Problem is… I'm not certain that it is true any longer. This is odd, very odd for me.
I suppose that technically it is factually true, in that I believe in no copyrighted religion, belong to no church, am not a Christian. I do believe that a proper, fully this worldly, sense of right and wrong, ethics, can be shown to derive from the nature of Man qua Man. And that no law should be derived from anything else. But....there has been an internal… um, space opened up within me, which is difficult – if not impossible – to define, which seems to have connection to all levels of thought and experience, yet defined or limited by none of them. This, on one level, is a problem for me, since to say something is all things, is the same as saying it is no thing. However this … space, this… openness is there, and if not itself contained, seems fully capable of containing all within it. My best stab at it is to identify it as a spiritual “One”, similar to saying that Truth is One – but more so.

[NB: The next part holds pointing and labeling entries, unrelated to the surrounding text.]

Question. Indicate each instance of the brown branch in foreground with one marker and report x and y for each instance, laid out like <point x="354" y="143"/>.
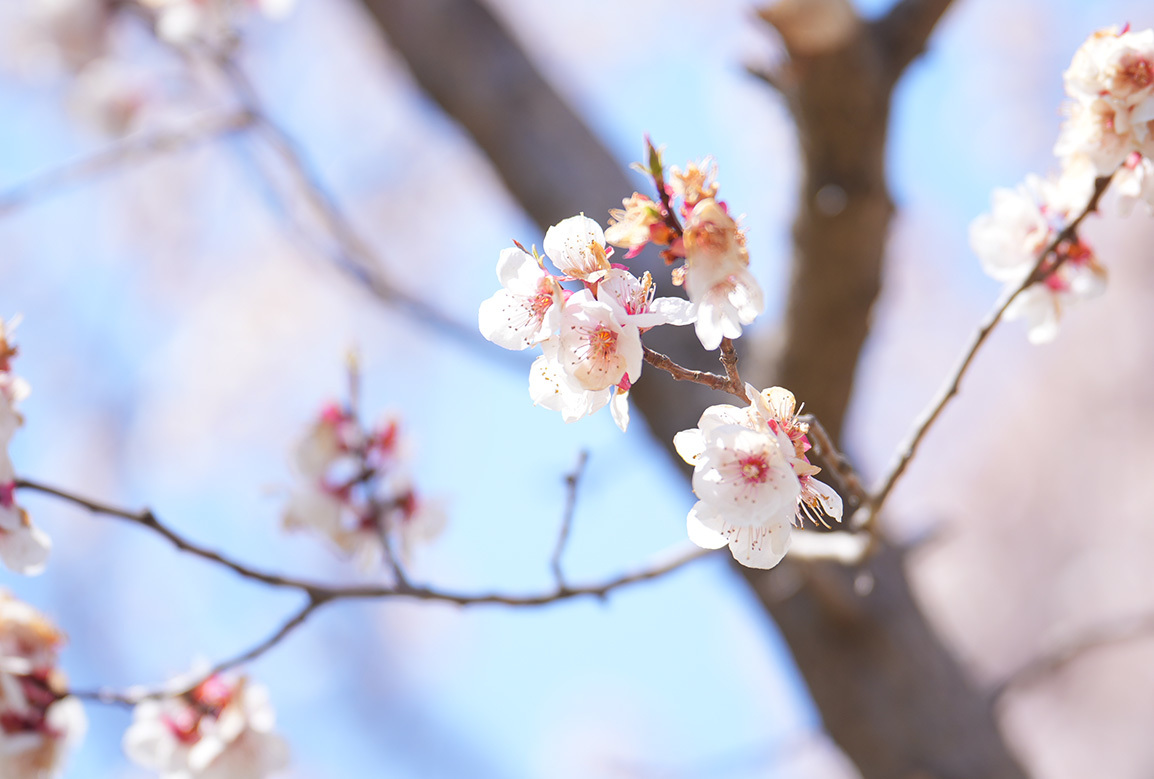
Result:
<point x="868" y="514"/>
<point x="1068" y="652"/>
<point x="319" y="594"/>
<point x="661" y="563"/>
<point x="130" y="149"/>
<point x="572" y="480"/>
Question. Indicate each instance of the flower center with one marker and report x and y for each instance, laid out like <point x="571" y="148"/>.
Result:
<point x="604" y="342"/>
<point x="754" y="469"/>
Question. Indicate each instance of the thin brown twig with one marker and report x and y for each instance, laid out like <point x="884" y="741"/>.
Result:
<point x="662" y="563"/>
<point x="130" y="149"/>
<point x="906" y="451"/>
<point x="1065" y="653"/>
<point x="572" y="480"/>
<point x="353" y="255"/>
<point x="134" y="697"/>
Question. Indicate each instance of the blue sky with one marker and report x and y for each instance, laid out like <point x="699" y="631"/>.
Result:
<point x="178" y="339"/>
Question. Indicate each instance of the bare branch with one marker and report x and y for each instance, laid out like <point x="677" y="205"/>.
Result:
<point x="900" y="36"/>
<point x="1064" y="653"/>
<point x="572" y="479"/>
<point x="662" y="563"/>
<point x="130" y="698"/>
<point x="134" y="148"/>
<point x="909" y="448"/>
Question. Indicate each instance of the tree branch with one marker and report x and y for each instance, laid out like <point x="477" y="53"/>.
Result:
<point x="903" y="32"/>
<point x="134" y="148"/>
<point x="907" y="450"/>
<point x="661" y="563"/>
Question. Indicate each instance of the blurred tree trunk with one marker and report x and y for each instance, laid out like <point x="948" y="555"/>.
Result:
<point x="890" y="694"/>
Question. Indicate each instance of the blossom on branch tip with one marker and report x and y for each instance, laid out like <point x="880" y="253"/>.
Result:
<point x="39" y="723"/>
<point x="1010" y="241"/>
<point x="717" y="275"/>
<point x="356" y="491"/>
<point x="1111" y="82"/>
<point x="527" y="311"/>
<point x="222" y="728"/>
<point x="752" y="478"/>
<point x="637" y="224"/>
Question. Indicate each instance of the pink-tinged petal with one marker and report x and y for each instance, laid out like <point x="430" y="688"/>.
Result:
<point x="830" y="500"/>
<point x="705" y="536"/>
<point x="690" y="444"/>
<point x="569" y="244"/>
<point x="619" y="406"/>
<point x="761" y="546"/>
<point x="518" y="271"/>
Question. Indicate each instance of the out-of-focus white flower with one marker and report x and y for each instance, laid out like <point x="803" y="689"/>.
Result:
<point x="576" y="246"/>
<point x="1010" y="241"/>
<point x="23" y="547"/>
<point x="527" y="311"/>
<point x="1010" y="238"/>
<point x="717" y="275"/>
<point x="107" y="96"/>
<point x="219" y="729"/>
<point x="184" y="22"/>
<point x="1111" y="82"/>
<point x="1134" y="182"/>
<point x="356" y="491"/>
<point x="38" y="723"/>
<point x="66" y="32"/>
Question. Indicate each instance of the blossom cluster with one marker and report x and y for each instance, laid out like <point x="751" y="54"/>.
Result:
<point x="220" y="728"/>
<point x="1109" y="132"/>
<point x="716" y="274"/>
<point x="357" y="491"/>
<point x="591" y="337"/>
<point x="23" y="546"/>
<point x="107" y="92"/>
<point x="39" y="723"/>
<point x="752" y="478"/>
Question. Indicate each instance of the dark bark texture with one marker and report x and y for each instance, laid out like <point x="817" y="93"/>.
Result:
<point x="891" y="694"/>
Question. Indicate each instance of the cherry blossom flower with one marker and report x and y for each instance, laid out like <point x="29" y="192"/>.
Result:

While I don't believe in a literal bearded God or Goddess(beard optional) sitting on a throne somewhere micromanaging the fall of sparrows and setting up political races to usher in the apocalypse, I do no longer have the sense that I, my spirit, am separated and hermetically sealed into and off from the universe at large. When I consider scripture, poetry, dogma, myth, consider it deeply, there is a sense of having grasped with the hand of the Soul multiple Truths, or rather portions of One Truth at different levels, sort of like playing a chord on a cosmic guitar that on being strummed, resonate through me and I seem to sense harmonies from somewhere within-that-is-withoutside there...where is the sound chamber it is reverberating through?
Seems as if it is more outside than within (I’ve touched on this here before).

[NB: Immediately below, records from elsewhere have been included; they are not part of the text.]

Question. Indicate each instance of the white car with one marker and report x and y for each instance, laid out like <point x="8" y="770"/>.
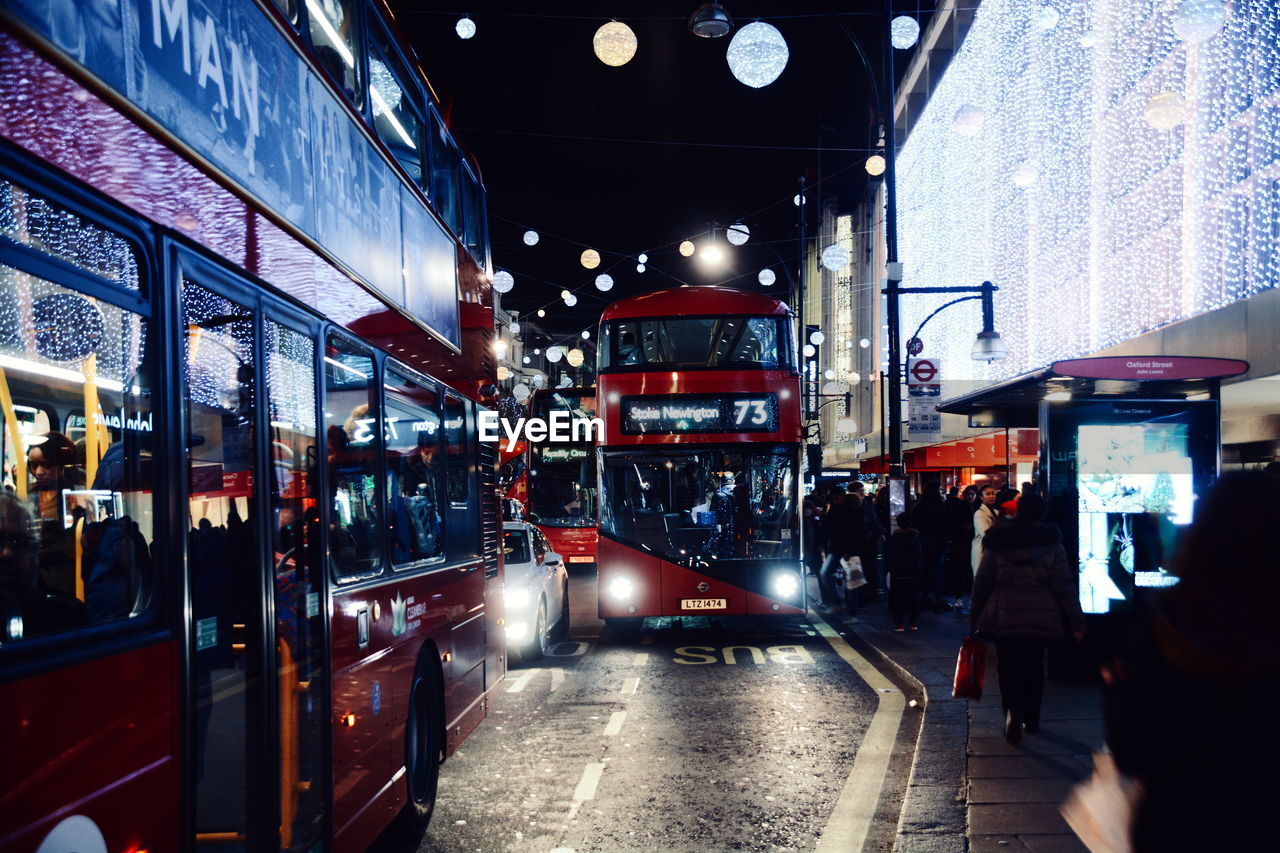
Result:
<point x="535" y="591"/>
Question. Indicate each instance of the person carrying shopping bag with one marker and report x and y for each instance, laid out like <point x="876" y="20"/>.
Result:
<point x="1024" y="598"/>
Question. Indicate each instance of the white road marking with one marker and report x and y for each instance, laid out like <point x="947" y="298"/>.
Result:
<point x="615" y="724"/>
<point x="524" y="680"/>
<point x="851" y="819"/>
<point x="585" y="789"/>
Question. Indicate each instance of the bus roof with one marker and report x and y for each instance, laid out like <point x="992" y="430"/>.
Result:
<point x="703" y="300"/>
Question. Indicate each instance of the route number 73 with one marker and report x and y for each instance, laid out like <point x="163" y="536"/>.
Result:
<point x="755" y="407"/>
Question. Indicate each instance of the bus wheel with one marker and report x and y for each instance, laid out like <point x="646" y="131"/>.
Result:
<point x="542" y="641"/>
<point x="424" y="748"/>
<point x="626" y="629"/>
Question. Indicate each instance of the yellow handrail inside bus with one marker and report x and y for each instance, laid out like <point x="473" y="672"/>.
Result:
<point x="10" y="424"/>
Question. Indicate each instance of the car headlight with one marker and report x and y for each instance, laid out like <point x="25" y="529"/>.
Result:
<point x="785" y="584"/>
<point x="516" y="597"/>
<point x="621" y="588"/>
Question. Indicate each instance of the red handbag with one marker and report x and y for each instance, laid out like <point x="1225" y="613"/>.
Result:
<point x="970" y="670"/>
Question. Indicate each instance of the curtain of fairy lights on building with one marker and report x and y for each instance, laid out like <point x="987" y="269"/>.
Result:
<point x="1110" y="168"/>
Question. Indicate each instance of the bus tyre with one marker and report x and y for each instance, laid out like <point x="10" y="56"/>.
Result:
<point x="626" y="629"/>
<point x="424" y="749"/>
<point x="561" y="629"/>
<point x="542" y="641"/>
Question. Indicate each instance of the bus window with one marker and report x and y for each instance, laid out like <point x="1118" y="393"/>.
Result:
<point x="393" y="100"/>
<point x="414" y="469"/>
<point x="700" y="341"/>
<point x="76" y="514"/>
<point x="351" y="430"/>
<point x="336" y="44"/>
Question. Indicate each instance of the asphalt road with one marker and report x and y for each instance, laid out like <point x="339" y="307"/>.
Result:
<point x="700" y="737"/>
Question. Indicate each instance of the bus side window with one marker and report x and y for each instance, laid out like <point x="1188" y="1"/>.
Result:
<point x="76" y="512"/>
<point x="353" y="439"/>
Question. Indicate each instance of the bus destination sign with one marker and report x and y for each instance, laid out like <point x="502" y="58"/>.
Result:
<point x="649" y="415"/>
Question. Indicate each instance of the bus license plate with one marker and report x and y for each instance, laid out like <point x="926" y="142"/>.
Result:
<point x="703" y="603"/>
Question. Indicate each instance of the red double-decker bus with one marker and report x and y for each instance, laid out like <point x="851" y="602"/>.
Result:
<point x="699" y="468"/>
<point x="561" y="477"/>
<point x="250" y="564"/>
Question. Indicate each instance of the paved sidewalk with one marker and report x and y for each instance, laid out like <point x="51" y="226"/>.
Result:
<point x="969" y="788"/>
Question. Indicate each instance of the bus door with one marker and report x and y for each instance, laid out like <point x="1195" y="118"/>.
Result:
<point x="257" y="678"/>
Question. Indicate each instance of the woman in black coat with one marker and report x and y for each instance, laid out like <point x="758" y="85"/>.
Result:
<point x="1187" y="703"/>
<point x="1024" y="598"/>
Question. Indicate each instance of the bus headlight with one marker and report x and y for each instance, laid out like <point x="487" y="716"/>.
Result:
<point x="621" y="588"/>
<point x="785" y="584"/>
<point x="516" y="597"/>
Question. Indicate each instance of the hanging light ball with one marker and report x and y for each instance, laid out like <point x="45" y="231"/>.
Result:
<point x="1165" y="110"/>
<point x="968" y="121"/>
<point x="615" y="44"/>
<point x="1046" y="18"/>
<point x="835" y="258"/>
<point x="503" y="281"/>
<point x="1198" y="21"/>
<point x="904" y="32"/>
<point x="757" y="54"/>
<point x="1025" y="176"/>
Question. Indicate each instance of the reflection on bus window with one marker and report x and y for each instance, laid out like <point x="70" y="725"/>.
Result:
<point x="698" y="341"/>
<point x="414" y="469"/>
<point x="457" y="466"/>
<point x="694" y="507"/>
<point x="76" y="524"/>
<point x="334" y="42"/>
<point x="351" y="423"/>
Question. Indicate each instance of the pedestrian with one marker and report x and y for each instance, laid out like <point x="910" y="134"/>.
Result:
<point x="928" y="519"/>
<point x="983" y="518"/>
<point x="842" y="536"/>
<point x="1024" y="598"/>
<point x="1187" y="701"/>
<point x="959" y="574"/>
<point x="904" y="556"/>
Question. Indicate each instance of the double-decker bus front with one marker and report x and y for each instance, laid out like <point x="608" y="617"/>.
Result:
<point x="699" y="469"/>
<point x="562" y="479"/>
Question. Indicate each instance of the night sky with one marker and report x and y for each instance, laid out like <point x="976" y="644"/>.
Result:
<point x="638" y="158"/>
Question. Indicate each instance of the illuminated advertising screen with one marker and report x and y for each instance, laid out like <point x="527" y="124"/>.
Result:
<point x="1123" y="482"/>
<point x="652" y="415"/>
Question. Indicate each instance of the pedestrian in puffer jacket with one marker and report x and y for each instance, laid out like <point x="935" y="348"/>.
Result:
<point x="1024" y="598"/>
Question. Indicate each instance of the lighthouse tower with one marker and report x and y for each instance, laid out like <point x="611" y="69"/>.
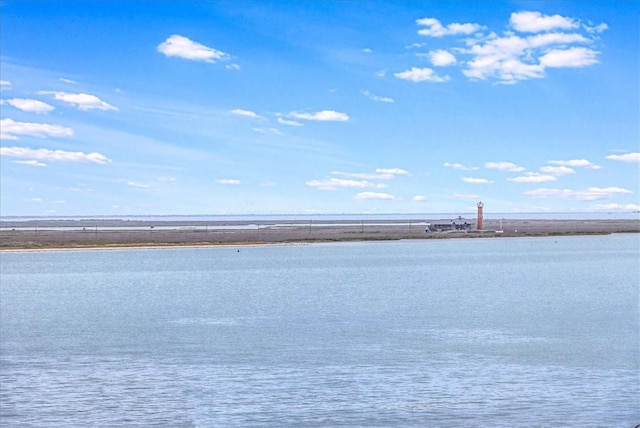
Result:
<point x="479" y="221"/>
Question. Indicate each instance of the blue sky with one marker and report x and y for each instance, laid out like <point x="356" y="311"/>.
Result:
<point x="274" y="107"/>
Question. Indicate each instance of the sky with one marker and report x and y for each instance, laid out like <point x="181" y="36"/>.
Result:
<point x="318" y="107"/>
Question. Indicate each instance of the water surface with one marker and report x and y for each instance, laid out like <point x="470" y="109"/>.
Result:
<point x="490" y="332"/>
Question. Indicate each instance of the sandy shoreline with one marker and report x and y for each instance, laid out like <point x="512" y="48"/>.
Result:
<point x="109" y="234"/>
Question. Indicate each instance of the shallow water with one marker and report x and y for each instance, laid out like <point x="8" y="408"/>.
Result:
<point x="490" y="332"/>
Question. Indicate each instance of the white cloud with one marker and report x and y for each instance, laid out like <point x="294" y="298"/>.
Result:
<point x="289" y="122"/>
<point x="459" y="166"/>
<point x="533" y="177"/>
<point x="416" y="74"/>
<point x="512" y="57"/>
<point x="465" y="196"/>
<point x="616" y="207"/>
<point x="377" y="98"/>
<point x="182" y="47"/>
<point x="246" y="113"/>
<point x="535" y="22"/>
<point x="53" y="155"/>
<point x="392" y="171"/>
<point x="228" y="181"/>
<point x="368" y="196"/>
<point x="267" y="130"/>
<point x="595" y="28"/>
<point x="81" y="101"/>
<point x="29" y="105"/>
<point x="474" y="180"/>
<point x="11" y="130"/>
<point x="322" y="116"/>
<point x="572" y="57"/>
<point x="380" y="174"/>
<point x="31" y="163"/>
<point x="436" y="29"/>
<point x="138" y="185"/>
<point x="628" y="157"/>
<point x="591" y="194"/>
<point x="442" y="58"/>
<point x="335" y="183"/>
<point x="575" y="163"/>
<point x="557" y="170"/>
<point x="504" y="166"/>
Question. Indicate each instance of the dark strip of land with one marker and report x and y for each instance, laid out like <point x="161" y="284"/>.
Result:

While I am not religious in the copyrighted sense of believing that the bible or any other tome, is the literal word of God, as transmitted to earth directly from the pen of the almighty, the bible (and others) enable me to find much wisdom through poetically interpreting them, through drawing truth perhaps out from within, through it and its dogma. There is much wisdom to be found in their pages, providing that you avoid literal-ly killing it's spirit. That I do revere.

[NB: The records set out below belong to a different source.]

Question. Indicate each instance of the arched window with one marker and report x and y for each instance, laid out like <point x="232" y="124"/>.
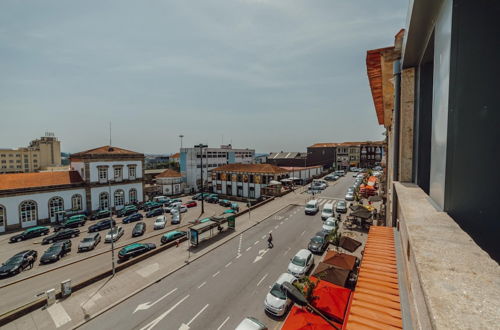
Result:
<point x="3" y="215"/>
<point x="56" y="204"/>
<point x="28" y="211"/>
<point x="76" y="202"/>
<point x="103" y="201"/>
<point x="132" y="195"/>
<point x="119" y="198"/>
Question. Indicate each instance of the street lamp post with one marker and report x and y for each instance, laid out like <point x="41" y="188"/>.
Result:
<point x="201" y="146"/>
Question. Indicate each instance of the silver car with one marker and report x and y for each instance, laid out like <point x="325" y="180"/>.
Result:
<point x="114" y="234"/>
<point x="276" y="302"/>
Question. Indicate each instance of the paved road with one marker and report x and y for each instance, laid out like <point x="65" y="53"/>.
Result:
<point x="221" y="288"/>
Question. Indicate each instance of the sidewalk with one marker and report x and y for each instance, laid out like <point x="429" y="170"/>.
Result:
<point x="102" y="295"/>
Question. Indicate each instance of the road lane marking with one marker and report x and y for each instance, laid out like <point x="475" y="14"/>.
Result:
<point x="148" y="304"/>
<point x="58" y="315"/>
<point x="262" y="279"/>
<point x="198" y="314"/>
<point x="153" y="323"/>
<point x="222" y="324"/>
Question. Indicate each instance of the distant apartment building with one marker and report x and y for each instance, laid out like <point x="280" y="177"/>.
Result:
<point x="287" y="158"/>
<point x="41" y="154"/>
<point x="191" y="160"/>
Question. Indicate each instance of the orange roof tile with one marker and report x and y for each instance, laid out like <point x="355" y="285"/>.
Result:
<point x="375" y="302"/>
<point x="41" y="179"/>
<point x="252" y="168"/>
<point x="168" y="173"/>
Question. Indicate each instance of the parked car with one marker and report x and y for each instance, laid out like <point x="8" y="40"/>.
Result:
<point x="311" y="207"/>
<point x="172" y="236"/>
<point x="17" y="263"/>
<point x="30" y="233"/>
<point x="72" y="222"/>
<point x="135" y="249"/>
<point x="327" y="211"/>
<point x="89" y="242"/>
<point x="190" y="204"/>
<point x="341" y="207"/>
<point x="155" y="212"/>
<point x="301" y="263"/>
<point x="101" y="225"/>
<point x="60" y="235"/>
<point x="224" y="202"/>
<point x="56" y="251"/>
<point x="139" y="229"/>
<point x="100" y="215"/>
<point x="251" y="323"/>
<point x="160" y="222"/>
<point x="114" y="234"/>
<point x="318" y="242"/>
<point x="276" y="301"/>
<point x="329" y="225"/>
<point x="133" y="217"/>
<point x="127" y="210"/>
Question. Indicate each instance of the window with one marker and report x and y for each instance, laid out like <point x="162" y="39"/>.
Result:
<point x="76" y="202"/>
<point x="119" y="198"/>
<point x="56" y="204"/>
<point x="132" y="196"/>
<point x="103" y="173"/>
<point x="2" y="216"/>
<point x="103" y="201"/>
<point x="28" y="211"/>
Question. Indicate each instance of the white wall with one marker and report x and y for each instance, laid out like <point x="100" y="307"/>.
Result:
<point x="94" y="192"/>
<point x="442" y="44"/>
<point x="42" y="199"/>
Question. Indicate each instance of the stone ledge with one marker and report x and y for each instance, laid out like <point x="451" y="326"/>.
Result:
<point x="459" y="281"/>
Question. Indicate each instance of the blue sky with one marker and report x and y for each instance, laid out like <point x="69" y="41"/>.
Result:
<point x="270" y="75"/>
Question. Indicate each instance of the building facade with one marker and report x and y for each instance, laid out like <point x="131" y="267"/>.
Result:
<point x="41" y="154"/>
<point x="191" y="159"/>
<point x="245" y="180"/>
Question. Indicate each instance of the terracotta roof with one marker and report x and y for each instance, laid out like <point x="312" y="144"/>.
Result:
<point x="375" y="302"/>
<point x="105" y="150"/>
<point x="252" y="168"/>
<point x="41" y="179"/>
<point x="168" y="173"/>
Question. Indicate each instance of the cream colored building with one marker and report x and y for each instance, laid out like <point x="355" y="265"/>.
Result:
<point x="41" y="154"/>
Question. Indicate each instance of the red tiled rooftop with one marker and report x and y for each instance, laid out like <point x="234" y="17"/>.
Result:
<point x="375" y="303"/>
<point x="41" y="179"/>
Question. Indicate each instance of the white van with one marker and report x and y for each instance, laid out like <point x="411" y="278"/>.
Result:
<point x="312" y="207"/>
<point x="327" y="211"/>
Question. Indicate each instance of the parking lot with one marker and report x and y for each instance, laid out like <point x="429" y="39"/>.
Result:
<point x="151" y="236"/>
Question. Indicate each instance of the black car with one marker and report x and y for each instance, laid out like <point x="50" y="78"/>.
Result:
<point x="101" y="225"/>
<point x="135" y="249"/>
<point x="17" y="263"/>
<point x="132" y="218"/>
<point x="318" y="243"/>
<point x="30" y="233"/>
<point x="155" y="212"/>
<point x="63" y="234"/>
<point x="139" y="229"/>
<point x="56" y="251"/>
<point x="101" y="214"/>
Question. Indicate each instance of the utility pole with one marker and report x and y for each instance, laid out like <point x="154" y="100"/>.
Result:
<point x="201" y="146"/>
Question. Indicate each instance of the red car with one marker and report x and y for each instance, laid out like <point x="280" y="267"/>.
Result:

While although I am quite sure that my set of beliefs do not make me a literal Christian (I don't believe that he was THE son of god - in Trinitarian form or otherwise, or literally walked on water, rose (or raised) from the dead…etc), I know of no other religion or myth, and I know a bunch, whose form (together with the Old Testament) is so well suited for prism-ing my intuitions through (the symbolic trinity(Thought, Concept, Word), the need to be reborn from above, Christmas, and of course Santa Claus, etc).
And as far as Church goes, I don’t go & don’t want to go, but the sense I have of it is a meeting place where people of like mind and understanding of the spirit of their beliefs go to consider refractions of Truth through their (perhaps unwitting) poetic interpretations of their text, and commune together – I can say nothing against that. In fact, that is near to what I do at One Cosmos. People, depending on their interest & grasp, find a vehicle for filling their realization of the spiritual vision they have – some do that through church, some in other ways – each in the fashion which clicks with them best. Depending on the intellectual inclinations of the individual; some folk look for mythic story, some for theological interpretation, some for literary content, some for philosophical depth – as long as they aren’t seeking to impose their understanding on others through law, what problem should be had with that? The alternative is a people with no synthesizing vision of what is Right and what is Wrong, and to my mind, the rudderless, arbitrarily self justifying sort (read eco-green-hippie-wackadmeic-leftist) are a far more frightening group of people.
So where does that leave me?
Somehow confused and clear at the same time.
I have an Objectivist inspired belief that to speak of physical & philosophical knowledge, you must have verifiability, bust be able to show it’s foundational trail down to tangible reality, or you are only speculating. And I do believe that - urging someone to act on your unfounded assertions is irrational for both the urger and the urgee(if they act on it), but what is the status of knowledge which has verifiability - but only within your own consciousness? In other words, I can repeat these sensations (i.e. the spiritual strumming of a chord) and such findings within myself - to the extent that it is a known known which, though unknown in source, is not unknown in fact - within my mind. However, absent being able to take someone by the hand and show them this experiment within the anteroom of my mind, I can in no way, in good conscience, say that "This is true, believe me", and in Truth if I were I to, I think that it would kill the truth they might have found, had they went exploring for themselves.
So I am someone who demands objective proof that is verifiable to others, who has discovered truths which are only attainable within myself, and as such not directly verifiable and available to others for examination. I'm a non-religious person, a non-christian user of christian dogma who belongs to no church yet thinks that church is valuable.
Perhaps that depth charge is still going off.